Cornell: EB-5 Financing Can Distort Development

A federal program that encourages foreign residents to invest in U.S. commercial real estate can distort the hotel development cycle, reported Cornell University’s Center for Hospitality Research. 

Created by the Immigration Act of 1990, the federal Employment-Based Immigration Fifth Preference EB-5 program allows foreign citizens to obtain U.S. green cards by investing $500,000 or more into a project that creates or preserves at least 10 full-time jobs.  

“This program has attracted considerable attention from foreign nationals, particularly those residing in China, and we’ve seen considerable recent growth in investment volume,” said Arian Mahmoodi, financial analyst with Wells Fargo’s Hospitality Finance Group in Los Angeles. He co-wrote the study Creative Capital: Financing Hotels via EB-5 with Cornell Associate Professor Jan deRoos.   

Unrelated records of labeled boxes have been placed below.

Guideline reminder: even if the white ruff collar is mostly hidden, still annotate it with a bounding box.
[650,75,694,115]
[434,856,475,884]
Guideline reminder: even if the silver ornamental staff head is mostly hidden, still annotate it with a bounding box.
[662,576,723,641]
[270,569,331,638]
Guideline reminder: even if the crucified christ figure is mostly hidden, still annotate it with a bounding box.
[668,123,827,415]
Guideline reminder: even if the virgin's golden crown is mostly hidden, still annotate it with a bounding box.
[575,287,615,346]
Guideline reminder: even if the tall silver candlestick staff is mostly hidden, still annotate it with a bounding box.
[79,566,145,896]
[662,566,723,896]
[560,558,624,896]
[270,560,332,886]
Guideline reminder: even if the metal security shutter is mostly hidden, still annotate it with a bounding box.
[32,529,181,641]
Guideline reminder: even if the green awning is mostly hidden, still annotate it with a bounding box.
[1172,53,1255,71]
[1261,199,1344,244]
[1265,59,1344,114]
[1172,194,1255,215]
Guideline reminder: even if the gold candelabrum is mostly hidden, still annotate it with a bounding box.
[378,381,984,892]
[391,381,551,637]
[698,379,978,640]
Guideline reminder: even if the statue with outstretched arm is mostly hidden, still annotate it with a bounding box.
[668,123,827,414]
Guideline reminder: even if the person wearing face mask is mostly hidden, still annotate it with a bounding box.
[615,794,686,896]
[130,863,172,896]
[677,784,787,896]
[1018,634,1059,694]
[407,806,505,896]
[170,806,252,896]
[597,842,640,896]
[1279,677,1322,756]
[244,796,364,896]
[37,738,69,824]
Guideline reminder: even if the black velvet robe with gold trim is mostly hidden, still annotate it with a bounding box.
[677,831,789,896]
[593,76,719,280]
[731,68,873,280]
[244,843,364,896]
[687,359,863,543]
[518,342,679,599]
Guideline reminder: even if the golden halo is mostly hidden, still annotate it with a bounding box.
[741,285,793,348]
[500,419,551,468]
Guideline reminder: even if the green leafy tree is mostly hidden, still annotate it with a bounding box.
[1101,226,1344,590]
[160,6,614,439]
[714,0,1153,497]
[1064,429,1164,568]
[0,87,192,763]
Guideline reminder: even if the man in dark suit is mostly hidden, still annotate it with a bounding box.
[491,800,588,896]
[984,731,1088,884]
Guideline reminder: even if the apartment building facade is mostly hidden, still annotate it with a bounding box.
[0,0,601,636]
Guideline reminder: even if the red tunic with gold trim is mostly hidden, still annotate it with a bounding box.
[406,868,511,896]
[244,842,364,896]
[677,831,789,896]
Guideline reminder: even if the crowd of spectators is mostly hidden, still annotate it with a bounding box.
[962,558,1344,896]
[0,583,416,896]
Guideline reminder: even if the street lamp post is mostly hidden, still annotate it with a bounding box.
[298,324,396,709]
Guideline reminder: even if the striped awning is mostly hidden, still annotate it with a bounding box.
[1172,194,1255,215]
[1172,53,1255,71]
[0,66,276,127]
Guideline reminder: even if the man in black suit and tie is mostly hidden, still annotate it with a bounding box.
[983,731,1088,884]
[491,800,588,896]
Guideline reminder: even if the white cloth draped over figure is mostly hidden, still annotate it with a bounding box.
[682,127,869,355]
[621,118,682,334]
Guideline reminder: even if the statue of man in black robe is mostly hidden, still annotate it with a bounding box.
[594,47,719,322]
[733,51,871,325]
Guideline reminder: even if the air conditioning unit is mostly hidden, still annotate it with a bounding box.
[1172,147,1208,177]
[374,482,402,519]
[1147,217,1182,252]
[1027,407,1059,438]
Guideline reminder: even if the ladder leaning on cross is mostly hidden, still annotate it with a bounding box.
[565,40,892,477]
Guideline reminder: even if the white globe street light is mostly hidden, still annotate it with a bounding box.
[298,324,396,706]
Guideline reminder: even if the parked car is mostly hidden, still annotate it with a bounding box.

Hotel developers can use the EB-5 program as a source of relatively inexpensive capital. But Mahmoodi called the market for this financing opaque and inefficient. “Without proper checks and balances, we believe that the availability of EB-5 financing may encourage development of speculative hotel investments,” he said.  

EB-5 capital can serve as equity, but most agreements are structured as interest-only debt, the report said. “EB-5 loan agreements tend to be biased toward the borrower, who is the project developer in almost all cases. In basic terms, in an EB-5 loan document the borrower essentially tells the investor: lend us $500,000. In return, we will pay you no more than one percent interest per annum for at least five years. We have the right to extend the loan for one or two additional years at the same interest rate with no penalties. The loan is non-recourse to the borrower with no minimum debt coverage ratio and no maximum loan-to-value ratio.”  

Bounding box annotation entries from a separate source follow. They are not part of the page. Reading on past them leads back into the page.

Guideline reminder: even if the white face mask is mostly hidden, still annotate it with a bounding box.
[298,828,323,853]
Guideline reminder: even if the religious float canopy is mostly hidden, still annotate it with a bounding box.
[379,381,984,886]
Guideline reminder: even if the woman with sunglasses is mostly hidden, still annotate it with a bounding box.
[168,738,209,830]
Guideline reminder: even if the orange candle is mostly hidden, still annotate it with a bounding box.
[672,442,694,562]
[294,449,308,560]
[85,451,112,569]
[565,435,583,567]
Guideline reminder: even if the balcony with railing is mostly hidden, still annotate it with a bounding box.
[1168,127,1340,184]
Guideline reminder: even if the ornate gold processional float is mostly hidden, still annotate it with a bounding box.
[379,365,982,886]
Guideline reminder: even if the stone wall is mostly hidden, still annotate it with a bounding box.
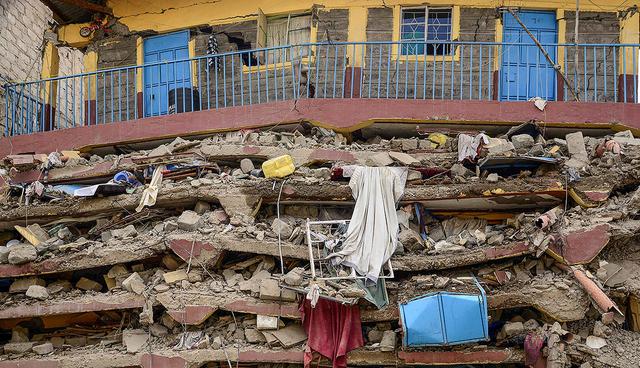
[92,34,136,124]
[361,8,496,99]
[0,0,84,134]
[564,12,620,102]
[0,0,52,134]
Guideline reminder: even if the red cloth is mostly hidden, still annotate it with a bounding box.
[300,298,364,368]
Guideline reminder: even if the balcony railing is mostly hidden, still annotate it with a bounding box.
[4,42,640,136]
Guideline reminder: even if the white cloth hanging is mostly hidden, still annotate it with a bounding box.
[328,167,408,284]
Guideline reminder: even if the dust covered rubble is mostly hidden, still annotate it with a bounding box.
[0,127,640,367]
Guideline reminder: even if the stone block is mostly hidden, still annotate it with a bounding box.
[31,342,53,355]
[8,243,38,265]
[389,152,420,166]
[271,218,293,239]
[47,280,73,295]
[366,152,393,167]
[111,225,138,239]
[193,201,211,215]
[4,342,34,354]
[162,254,180,271]
[76,277,102,292]
[9,276,47,293]
[240,158,256,174]
[122,329,149,354]
[26,285,49,300]
[162,270,189,284]
[244,328,267,344]
[11,326,29,342]
[178,211,200,231]
[122,272,146,295]
[260,279,296,302]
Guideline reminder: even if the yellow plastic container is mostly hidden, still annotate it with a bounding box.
[262,155,296,178]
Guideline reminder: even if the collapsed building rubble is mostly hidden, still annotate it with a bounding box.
[0,123,640,367]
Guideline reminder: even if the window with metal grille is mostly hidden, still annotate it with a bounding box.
[400,6,453,55]
[257,11,311,63]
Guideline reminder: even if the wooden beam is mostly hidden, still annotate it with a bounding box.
[53,0,113,15]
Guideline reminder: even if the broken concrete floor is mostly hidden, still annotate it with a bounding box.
[0,128,640,367]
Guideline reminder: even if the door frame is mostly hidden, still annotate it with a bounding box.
[494,8,565,101]
[141,29,193,117]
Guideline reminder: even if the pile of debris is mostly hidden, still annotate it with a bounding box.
[0,123,640,367]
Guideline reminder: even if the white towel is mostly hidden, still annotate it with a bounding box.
[328,167,407,284]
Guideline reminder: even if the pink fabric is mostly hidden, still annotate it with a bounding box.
[300,298,364,368]
[524,332,544,367]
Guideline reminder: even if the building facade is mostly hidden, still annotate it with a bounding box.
[3,1,639,152]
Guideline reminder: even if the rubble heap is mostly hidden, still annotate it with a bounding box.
[0,123,640,367]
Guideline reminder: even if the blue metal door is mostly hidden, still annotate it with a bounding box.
[500,11,558,101]
[144,31,191,116]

In addition, the loan will likely be subordinate to all other debt in the capital stack, the report said. And EB-5 investors generally have to pay an administration fee, usually $50,000, beyond their half-million-dollar investment. 

Mahmoodi and deRoos illustrated how EB-5 financing can more than double the developer’s profit and said that a higher allocation of EB-5 financing may motivate sponsors and developers to pursue projects not feasible under a conventional capital stack. “As a result, we speculate that EB-5 financing may cause hotel rooms to be developed in markets where the economics would not make sense if the projects were financed conventionally,” the report said.  

“Renewal of the EB-5 program is currently being discussed in Congress,” deRoos said. President Obama and Congress reauthorized the program for three years in 2012. Some in Congress such as Sens. Patrick Leahy, D-Vt., and Charles Grassley, R-Iowa, propose reforming the EB-5 program before renewing it. The Leahy-Grassley proposal would limit the program’s “targeted employment areas” to only one census tract per metro area, require increased disclosures to investors regarding business risks and conflicts of interest and demand more oversight of projects and closer monitoring for securities compliance, among other reforms.